Negotiate, don’t litigate
I have attended many of the Oroville Dam relicensing meetings in the last four years, during which I’ve heard and witnessed a great deal. I can no longer hold back my feelings, especially after the Dec. 1 Butte County Board of Supervisors meeting.
How long will the citizens sit silently while the county continues to waste their money? The Oroville relicensing settlement package is shaping up nicely, and the county may not only miss out if it doesn’t get on board, we also could all lose some of the existing project benefits. And if that’s not enough, the county will in all likelihood saddle the taxpayers—you and me—with additional attorneys’ bills.
The county continues to be unrealistic at the negotiating table, painting itself into an isolated corner. It appears to be positioning the taxpayers to foot the bill for the lawsuit. Do you want our money spent on lawsuits, or do you want to appreciate the benefits from the project?
Most other stakeholders have seen successes at the negotiating table: The City of Oroville, the Town of Paradise; the Feather River Recreation and Parks Department, the Oroville Recreational Advisory Committee, the Oroville Area Chamber of Commerce and others think it’s a good deal. But Butte County can only say, “We want more.” What is at stake is the potential for the county to walk away from $440 million in recreation benefits because its leaders think the deep pockets of the state can pay out more.
The Department of Water Resources and the state Water Commission have made additional concessions in an attempt to negotiate in good faith, but it’s never enough for the county.

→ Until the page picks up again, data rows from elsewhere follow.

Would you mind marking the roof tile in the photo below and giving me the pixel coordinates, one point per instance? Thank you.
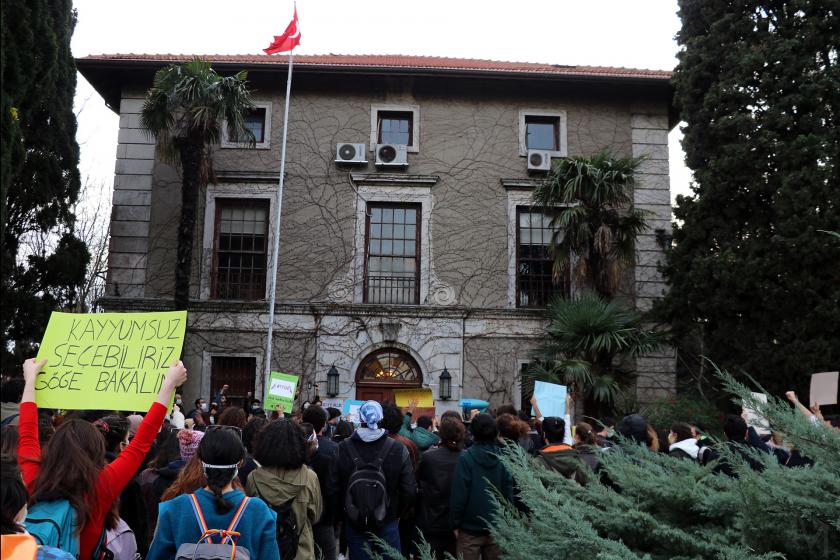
(400, 62)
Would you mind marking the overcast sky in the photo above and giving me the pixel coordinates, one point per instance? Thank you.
(637, 34)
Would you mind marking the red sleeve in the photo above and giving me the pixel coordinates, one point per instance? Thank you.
(29, 448)
(116, 475)
(121, 470)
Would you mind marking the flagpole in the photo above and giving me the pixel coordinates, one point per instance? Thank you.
(276, 250)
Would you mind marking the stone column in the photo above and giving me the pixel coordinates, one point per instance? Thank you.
(131, 202)
(656, 371)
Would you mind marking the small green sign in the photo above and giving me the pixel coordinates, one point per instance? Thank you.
(280, 389)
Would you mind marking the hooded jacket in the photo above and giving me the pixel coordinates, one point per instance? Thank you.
(423, 438)
(399, 476)
(277, 486)
(478, 467)
(565, 460)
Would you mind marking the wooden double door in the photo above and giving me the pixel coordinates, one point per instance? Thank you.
(386, 394)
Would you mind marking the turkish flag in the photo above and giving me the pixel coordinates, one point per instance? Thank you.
(288, 40)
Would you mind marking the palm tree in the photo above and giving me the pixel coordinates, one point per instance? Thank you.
(590, 202)
(589, 338)
(185, 111)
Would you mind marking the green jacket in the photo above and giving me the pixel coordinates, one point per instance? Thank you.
(423, 438)
(278, 486)
(564, 460)
(478, 468)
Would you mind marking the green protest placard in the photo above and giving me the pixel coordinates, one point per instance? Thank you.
(107, 361)
(280, 389)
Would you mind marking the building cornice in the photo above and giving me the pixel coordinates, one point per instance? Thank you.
(394, 179)
(229, 176)
(520, 184)
(111, 303)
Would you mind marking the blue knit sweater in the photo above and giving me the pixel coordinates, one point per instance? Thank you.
(177, 525)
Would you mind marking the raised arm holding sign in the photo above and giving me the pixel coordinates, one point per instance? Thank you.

In fact, the SWC is so tired of giving it’s let the county negotiators know that if they don’t sign the settlement agreement, whatever success in negotiation will be withdrawn, including a long list of new recreation facilities at Lime Saddle that the Town of Paradise was able to add to the settlement agreement.
It would likely include additional boat ramp lanes at Bidwell Marina and the Spillway, perhaps cover the loss of annual payments for the county’s water entitlements from the State Water Project as well as funding of the county’s conjunctive-use studies.
The settlement is shaping up to be a good deal, and you need to tell your supervisor that you want to be part of it, not a lawsuit. This is Oroville’s opportunity to realize the benefits from the project and take control of our future. We live in the shadow of the dam, and the settlement package will allow us to develop local solutions for local problems. We need more and better jobs for our community, and the settlement agreement, not a lawsuit, will help us get there. We can do this together. It’s in our best interest.